The M5 generation is the clearest evidence yet. The M5 Max runs a quantised 70B model entirely on a laptop with room to spare. Early benchmarks show 65–88 tokens per second on a 120B model. That's not a demo — that's usable interactive inference.

More importantly, Apple embedded Neural Accelerators into every GPU core, which means AI compute now scales with core count rather than hitting a fixed ceiling. Every future chip gets proportionally better at inference. That's a structural change, not an incremental one.

On the model side, quantisation techniques shrink models to 4-bit precision with minimal quality loss. Mixture-of-Experts architectures activate only a fraction of parameters per token. Distillation keeps raising the floor. Apple's own MLX framework runs 20–30% faster than llama.cpp on Apple Silicon.

The M5 Ultra, expected later this year, will likely mean 256GB of unified memory with bandwidth exceeding 1 TB/s. Models that currently need multi-GPU datacentre setups — running silently on a desktop. What runs on a Mac Studio today will run on a MacBook in two years, and on a phone in five.

Why It Matters

Cloud AI has friction. Subscriptions, API keys, rate limits, latency, content policies, someone else's terms of service. None are deal-breakers individually, but collectively they create a gate. Local AI has none of that.

And then there's data sovereignty. Every prompt you send to a cloud model travels through infrastructure you don't control. Your ideas, your code, your business logic, your customer data — processed by companies whose incentives may not align with yours. Under GDPR and similar frameworks, that friction only increases as AI embeds deeper into workflows.

Local models sidestep this entirely. Your data stays on your machine. For regulated industries — healthcare, finance, legal — this isn't a nice-to-have. It's a prerequisite. But even beyond compliance, the principle is simple: the tools you use to think and build shouldn't require you to hand over the raw material of your work.

Good Enough Changes Everything

Local models won't match the absolute frontier any time soon. But they'll be good enough for the vast majority of practical work — writing code, analysing data, brainstorming, prototyping, building. The iPhone camera wasn't as good as a DSLR. It didn't need to be. It was good enough, and it was always in your pocket.

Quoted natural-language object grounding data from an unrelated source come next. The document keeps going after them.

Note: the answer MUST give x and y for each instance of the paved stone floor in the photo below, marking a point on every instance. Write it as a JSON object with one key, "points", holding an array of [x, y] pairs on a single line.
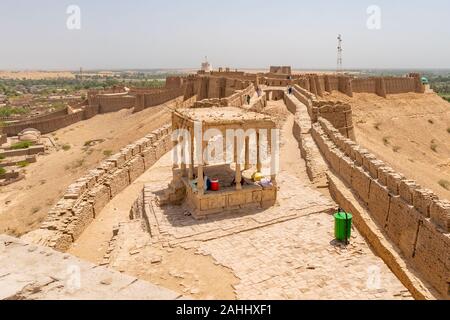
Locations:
{"points": [[285, 252]]}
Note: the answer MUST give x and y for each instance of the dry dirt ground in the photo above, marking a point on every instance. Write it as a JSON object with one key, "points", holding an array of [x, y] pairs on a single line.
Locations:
{"points": [[36, 75], [408, 131], [23, 205], [285, 252]]}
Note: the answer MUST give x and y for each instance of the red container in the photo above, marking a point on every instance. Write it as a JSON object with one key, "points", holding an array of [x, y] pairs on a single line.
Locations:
{"points": [[215, 186]]}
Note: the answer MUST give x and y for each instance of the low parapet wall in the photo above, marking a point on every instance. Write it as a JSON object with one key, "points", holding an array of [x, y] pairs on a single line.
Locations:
{"points": [[237, 99], [84, 199], [412, 217]]}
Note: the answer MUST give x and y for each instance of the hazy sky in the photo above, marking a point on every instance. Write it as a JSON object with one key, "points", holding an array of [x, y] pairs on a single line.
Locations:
{"points": [[236, 33]]}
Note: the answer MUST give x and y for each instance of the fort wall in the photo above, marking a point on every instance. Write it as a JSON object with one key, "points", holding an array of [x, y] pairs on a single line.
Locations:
{"points": [[84, 199], [99, 102]]}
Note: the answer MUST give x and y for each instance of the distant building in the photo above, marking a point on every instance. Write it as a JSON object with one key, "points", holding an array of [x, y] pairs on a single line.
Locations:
{"points": [[206, 66]]}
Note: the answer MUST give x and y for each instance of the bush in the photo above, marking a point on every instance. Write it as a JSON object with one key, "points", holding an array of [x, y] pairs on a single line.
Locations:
{"points": [[22, 145]]}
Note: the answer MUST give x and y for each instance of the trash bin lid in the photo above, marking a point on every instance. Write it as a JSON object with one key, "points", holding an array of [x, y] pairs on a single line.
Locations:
{"points": [[341, 216]]}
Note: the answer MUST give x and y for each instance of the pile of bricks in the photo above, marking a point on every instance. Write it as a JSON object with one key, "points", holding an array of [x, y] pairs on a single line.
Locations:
{"points": [[86, 197]]}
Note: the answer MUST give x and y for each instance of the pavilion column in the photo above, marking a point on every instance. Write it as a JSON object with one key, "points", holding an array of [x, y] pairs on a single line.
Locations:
{"points": [[191, 155], [247, 153]]}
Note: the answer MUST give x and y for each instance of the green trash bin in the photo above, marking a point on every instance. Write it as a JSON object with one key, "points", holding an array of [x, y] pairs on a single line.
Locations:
{"points": [[343, 226]]}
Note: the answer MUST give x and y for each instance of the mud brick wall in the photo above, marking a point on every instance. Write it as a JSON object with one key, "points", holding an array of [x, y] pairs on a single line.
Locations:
{"points": [[115, 103], [2, 138], [364, 85], [86, 197], [412, 217], [345, 85]]}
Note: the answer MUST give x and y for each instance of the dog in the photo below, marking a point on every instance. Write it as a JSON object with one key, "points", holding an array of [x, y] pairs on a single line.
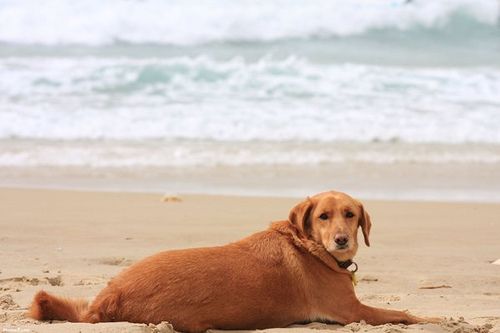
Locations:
{"points": [[296, 271]]}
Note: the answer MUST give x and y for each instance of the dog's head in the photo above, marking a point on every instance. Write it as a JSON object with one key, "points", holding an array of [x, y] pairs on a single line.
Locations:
{"points": [[332, 219]]}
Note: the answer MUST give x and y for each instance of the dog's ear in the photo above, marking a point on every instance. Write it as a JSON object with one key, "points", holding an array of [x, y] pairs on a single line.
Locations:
{"points": [[299, 215], [365, 223]]}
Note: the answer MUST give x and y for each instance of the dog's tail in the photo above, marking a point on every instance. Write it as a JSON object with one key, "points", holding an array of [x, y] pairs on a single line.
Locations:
{"points": [[49, 307]]}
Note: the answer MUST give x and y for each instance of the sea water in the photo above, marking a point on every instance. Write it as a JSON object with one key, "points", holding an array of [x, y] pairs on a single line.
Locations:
{"points": [[125, 84]]}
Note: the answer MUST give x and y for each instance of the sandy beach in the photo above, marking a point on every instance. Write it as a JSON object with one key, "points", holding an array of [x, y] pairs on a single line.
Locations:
{"points": [[434, 259]]}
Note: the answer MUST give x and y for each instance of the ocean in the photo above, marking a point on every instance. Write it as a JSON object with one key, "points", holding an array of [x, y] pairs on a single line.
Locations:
{"points": [[127, 85]]}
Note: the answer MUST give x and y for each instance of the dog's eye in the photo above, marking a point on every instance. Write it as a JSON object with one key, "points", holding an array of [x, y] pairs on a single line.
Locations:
{"points": [[324, 216]]}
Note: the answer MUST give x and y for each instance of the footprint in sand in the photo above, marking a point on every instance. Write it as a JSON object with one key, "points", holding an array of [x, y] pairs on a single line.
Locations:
{"points": [[7, 303], [115, 261]]}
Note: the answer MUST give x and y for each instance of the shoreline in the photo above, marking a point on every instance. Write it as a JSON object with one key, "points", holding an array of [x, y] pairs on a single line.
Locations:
{"points": [[466, 182]]}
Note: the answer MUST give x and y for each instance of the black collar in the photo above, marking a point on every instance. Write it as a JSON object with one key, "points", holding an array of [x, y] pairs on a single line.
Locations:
{"points": [[346, 264]]}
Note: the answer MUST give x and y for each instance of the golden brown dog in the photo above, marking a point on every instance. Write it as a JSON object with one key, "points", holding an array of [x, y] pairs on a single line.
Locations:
{"points": [[294, 272]]}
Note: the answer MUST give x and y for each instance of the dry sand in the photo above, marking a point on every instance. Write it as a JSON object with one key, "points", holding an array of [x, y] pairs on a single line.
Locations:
{"points": [[434, 259]]}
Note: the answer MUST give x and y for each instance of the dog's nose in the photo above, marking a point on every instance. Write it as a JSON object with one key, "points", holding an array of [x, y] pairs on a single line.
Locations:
{"points": [[341, 239]]}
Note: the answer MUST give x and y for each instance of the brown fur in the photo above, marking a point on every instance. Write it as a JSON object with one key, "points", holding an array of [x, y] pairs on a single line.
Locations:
{"points": [[286, 274]]}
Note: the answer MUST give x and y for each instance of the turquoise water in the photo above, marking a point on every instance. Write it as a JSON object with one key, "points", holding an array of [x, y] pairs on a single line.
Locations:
{"points": [[242, 74]]}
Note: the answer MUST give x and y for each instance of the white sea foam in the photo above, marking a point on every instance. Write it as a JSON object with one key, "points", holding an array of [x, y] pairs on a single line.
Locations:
{"points": [[160, 154], [240, 101], [184, 22]]}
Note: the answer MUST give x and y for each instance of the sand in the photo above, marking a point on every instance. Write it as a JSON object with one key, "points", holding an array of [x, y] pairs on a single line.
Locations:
{"points": [[434, 259]]}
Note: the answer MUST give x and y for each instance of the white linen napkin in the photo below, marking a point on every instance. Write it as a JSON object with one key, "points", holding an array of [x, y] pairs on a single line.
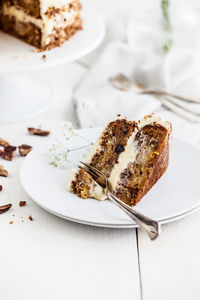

When powerful AI runs locally with zero friction and zero cost, the barrier to building drops to near zero. Multiply that by every person with a laptop and an idea, in every country, in every field — and the scale of what gets made is staggering.

The race to the biggest AI was always just the first half of the story. The second half — the one that changes the world — is the race to make it run everywhere. That race is already underway, and the M5 shows it's moving faster than anyone expected.